To minimize the load on the cluster during the tutorial, please do not submit more than one run.
 
<!--
How to monitor progress, check on number of hits, number of integrated images.  How to inspect sample images. etc
-->

Latest revision as of 17:35, 8 May 2015

In principle, one could attempt to index and integrate every single image recorded during a "diffract-and-destroy" experiment. Typically only a small fraction of the recorded images exhibit an indexable lattice, and in practice a hit-finder is needed to triage the stream of images, and preserve computational resources.

Indexing and integration are tightly coupled; it is impossible to integrate an image without first obtaining an indexing solution. The result of successfully indexing an image is essentially a model of crystal–beam interaction. The model not only describes how the crystal is oriented with respect to the direction of the X-ray pulse, but also its degree of imperfection (i.e. mosaicity), and qualities of the illuminating pulse (e.g. bandwidth). The integration algorithm uses this model to predict where Bragg spots appear on the image, and integrates the intensities around those predications. The integration algorithm thus exploits the regularity of the underlying crystal lattice to recover signal where it was too weak to be detected.

psana section

For historical reasons, hit-finding and indexing/integration are both implemented in the same analysis module, called mod_hitfind. To chain the two functions together, psana must be configured to pass each event through two different instances of the same module. The two instances are differentiated by their name following the colon. In the example below, the first instance is called hitfind, and the second is index.

[psana]
modules = my_ana_pkg.mod_hitfind:hitfind \
          my_ana_pkg.mod_hitfind:index

Any instance of an analysis module can signal psana to skip further processing of the event. In the case above, the hitfind instance of mod_hitfind would signal psana to skip the event if it determines that the image associated with the event is not a hit. In that case, the second instance, index, will never see the event. Otherwise, the event is fed to the second instance, which will attempt indexing and integration on the associated image.
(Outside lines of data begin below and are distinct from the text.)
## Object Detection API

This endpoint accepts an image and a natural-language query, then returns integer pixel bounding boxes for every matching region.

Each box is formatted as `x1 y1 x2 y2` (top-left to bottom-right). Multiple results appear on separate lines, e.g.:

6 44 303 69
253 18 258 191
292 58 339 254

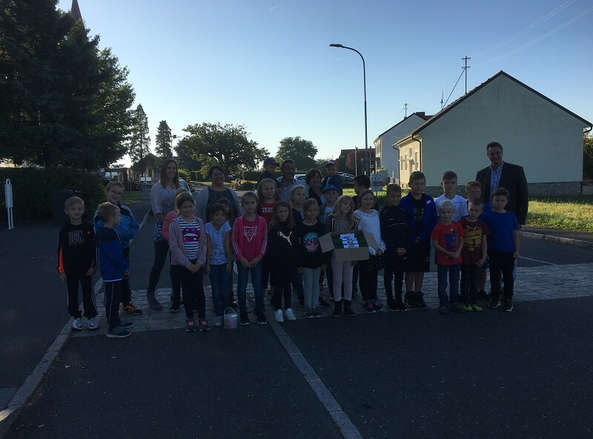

The psana-section of the processing configuration used for this part of the tutorial has one more feature.

[psana]
modules = my_ana_pkg.mod_hitfind:hitfind \
          my_ana_pkg.mod_dump:hit        \
          my_ana_pkg.mod_hitfind:index   \
          my_ana_pkg.mod_dump:indexed

Each instance of mod_hitfind is followed by an instance of mod_dump. mod_dump is a simple module that just outputs the image associated with the event to the file system. In the above configuration, images are written to disk if they are determined to be hits, and then written again—possibly using a different name—if indexing and integration succeeds.

Hit-finding

Hit-finding may be viewed as a pattern-recognition problem, separate from whatever methods are used for actual processing of a diffraction image. The hit-finder in cctbx.xfel, however, is based on the same algorithms as are used for data analysis. In particular, the hit-finder implemented in mod_hitfind uses the Spotfinder (Zhang et al., 2006) algorithm to detect strong, low-resolution peaks.

The configuration for the hitfind instance of mod_hitfind is shown below.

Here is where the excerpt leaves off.